Des fermes successives

À Stary Ciepielów, les maisons des Kowalski, des Obuchiewicz et des Kosior furent encerclées. Des Juifs cachés furent capturés chez les Kosior. Après les meurtres et les tirs sur la famille, la grange fut brûlée. Les Kowalski et les Obuchiewicz furent rassemblés dans une maison ; après les coups de feu, le bâtiment fut incendié. Le communiqué de l’IPN indique que certains enfants blessés furent délibérément laissés pour mourir dans les flammes. [2]

Rekówka et la portée correcte du bilan

Le même jour, les familles Kosior et Skoczylas furent attaquées dans la Rekówka voisine. Le bilan cité plus haut comprend les deux localités et les Juifs assassinés. On ne peut pas les enlever du récit tout en gardant le nombre inchangé comme bilan des seules familles polonaises. Le crime est à la fois l’histoire de la répression contre ceux qui aidaient et de la poursuite de la persécution de personnes fuyant la Shoah. [2]

Documentation des familles

Piątkowski cite les membres des familles et attire l’attention sur l’incertitude concernant l’un des enfants Kosior. C’est le signe que même les listes consacrées nécessitent une comparaison critique. L’article ne relie pas le meurtre de décembre au crime distinct contre des soldats polonais près de Ciepielów en septembre 1939. [1]

Limites des constatations

La page disponible de Piątkowski ne contient qu’une partie d’une étude plus longue. Les détails des méthodes proviennent d’un communiqué séparé de l’IPN ; les deux matériaux appartiennent à la même institution. [1] [2]

Sources et notes

Les renvois dans les paragraphes indiquent le fondement des constatations précises. Les notices bibliographiques restent dans leur langue d’origine ; les notes indiquent l’usage de chaque source.

La notice bibliographique et la note sur l’usage de la source sont conservées en polonais afin de préserver la citation scientifique originale.

  1. Sebastian Piątkowski. Zbrodnie w Ciepielowie i Rekówce. Zamordowani za pomoc Żydom.

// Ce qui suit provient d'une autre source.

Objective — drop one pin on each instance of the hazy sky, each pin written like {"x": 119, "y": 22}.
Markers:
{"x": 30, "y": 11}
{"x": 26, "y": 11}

Instytut Pamięci Narodowej.

    opracowanie instytucjonalne · „Przygotowania do akcji pacyfikacyjnej” i „Zbrodnia w Ciepielowie Starym” · Dostęp: 2026-09-05.

    Utilisation de cette source: I Zmotoryzowany Batalion Żandarmerii, przygotowania do akcji i składy rodzin; strona zawiera tylko część artykułu.

  2. IPN. Pamiętamy o ofiarach niemieckich mordów – Ciepielów, 6 grudnia 2022. Instytut Pamięci Narodowej.

    opracowanie instytucjonalne · Część historyczna; odczytany tekst indeksowany i wersja PDF · Dostęp: 2026-09-05.

    Utilisation de cette source: Przebieg mordów, pozostawienie rannych dzieci w podpalonym domu, 33 ofiary łącznie z dwójką Żydów.

Comment nous évaluons les sources

Le corpus repose principalement sur des publications scientifiques polonaises, des conclusions d’enquêtes, des archives, des musées et des témoignages documentés. Nous évaluons la fiabilité selon la provenance du document, la méthode de recherche et la possibilité de vérifier le constat. Les déclarations d’auteurs et les récits familiaux à leur sujet exigent une confrontation particulièrement critique avec d’autres matériaux. Deux pages d’une même institution peuvent répéter un même constat ; elles ne sont pas automatiquement traitées comme des confirmations indépendantes.